The guy called Martín came out from inside the house and gave him some keys. I didn’t have it in me to get into an argument. I just wanted to get dry, watch a bit of telly and get into bed.
Him taking me was a manner of speaking. I was the one who drove the motorbike with him sitting behind, holding up the open umbrella. When we got there, he took some keys out of his pocket and opened up the gate and the front door. I shrugged my backpack off, letting it slide down to the floor.
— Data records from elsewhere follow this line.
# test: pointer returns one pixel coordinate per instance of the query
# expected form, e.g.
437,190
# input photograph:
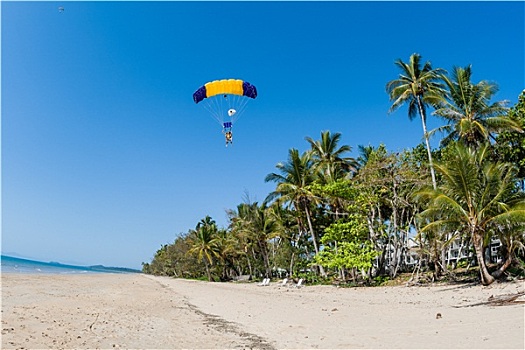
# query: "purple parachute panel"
249,90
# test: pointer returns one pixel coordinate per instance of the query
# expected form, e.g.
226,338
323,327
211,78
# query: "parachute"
225,99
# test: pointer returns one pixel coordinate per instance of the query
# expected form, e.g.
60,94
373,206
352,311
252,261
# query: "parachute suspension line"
241,106
208,105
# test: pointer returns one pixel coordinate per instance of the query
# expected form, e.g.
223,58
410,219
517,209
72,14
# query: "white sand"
108,311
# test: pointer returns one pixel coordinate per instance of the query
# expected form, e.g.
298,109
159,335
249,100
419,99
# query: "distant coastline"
10,264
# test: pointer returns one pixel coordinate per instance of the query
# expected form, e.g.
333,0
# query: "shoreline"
109,311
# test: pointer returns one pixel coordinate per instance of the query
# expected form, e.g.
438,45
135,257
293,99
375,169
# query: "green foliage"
346,245
510,145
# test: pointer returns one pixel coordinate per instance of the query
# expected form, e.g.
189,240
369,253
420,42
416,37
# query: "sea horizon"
11,264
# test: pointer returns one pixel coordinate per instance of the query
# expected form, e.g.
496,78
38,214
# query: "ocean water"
17,265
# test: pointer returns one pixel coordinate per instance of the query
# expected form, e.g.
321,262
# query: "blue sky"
105,156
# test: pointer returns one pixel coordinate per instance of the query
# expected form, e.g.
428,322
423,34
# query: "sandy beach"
108,311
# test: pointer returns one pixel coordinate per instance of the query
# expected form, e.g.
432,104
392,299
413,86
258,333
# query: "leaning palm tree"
330,159
418,87
478,199
292,189
204,243
470,116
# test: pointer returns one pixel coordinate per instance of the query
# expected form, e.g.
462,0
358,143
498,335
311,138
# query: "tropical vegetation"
421,213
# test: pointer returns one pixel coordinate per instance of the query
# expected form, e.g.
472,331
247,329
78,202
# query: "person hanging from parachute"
227,131
225,100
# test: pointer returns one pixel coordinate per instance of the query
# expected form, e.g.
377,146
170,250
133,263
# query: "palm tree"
296,175
418,87
204,243
470,115
330,158
477,198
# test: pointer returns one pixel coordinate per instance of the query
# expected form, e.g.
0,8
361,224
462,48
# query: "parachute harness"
225,100
219,105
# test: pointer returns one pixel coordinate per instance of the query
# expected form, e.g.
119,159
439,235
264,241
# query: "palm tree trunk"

“Don’t get any ideas about sitting on the sofa while you’re wet,” he warned, guessing my intentions.
I still didn’t feel like talking. I picked up the backpack and went up to what I considered to be my bedroom, the one with the little blue flowers. The satin nightie was still under the pillow, just as I’d left it. The clothes in the backpack were damp, except for a T-shirt, so I put the nightie on. I knew what it might look like but didn’t care. Didn’t give a damn. Might as well be hung for a sheep as a lamb.
“I don’t know what your game is. You don’t fool me. And they’ll end up seeing you for what you are. They’re not stupid, you know.”
This was his response to the spectacle I offered as I came downstairs. He watched me, leaning against the wall with his feet crossed. With the black suit and wet hair combed back, I had to admit he wasn’t bad-looking. And suddenly this impression rattled me. The nightdress looked too good on me, even clinging to my belly. It slithered over my breasts and the straps slipped off my shoulders, the kind of item worn by women who aren’t into beating around the bush.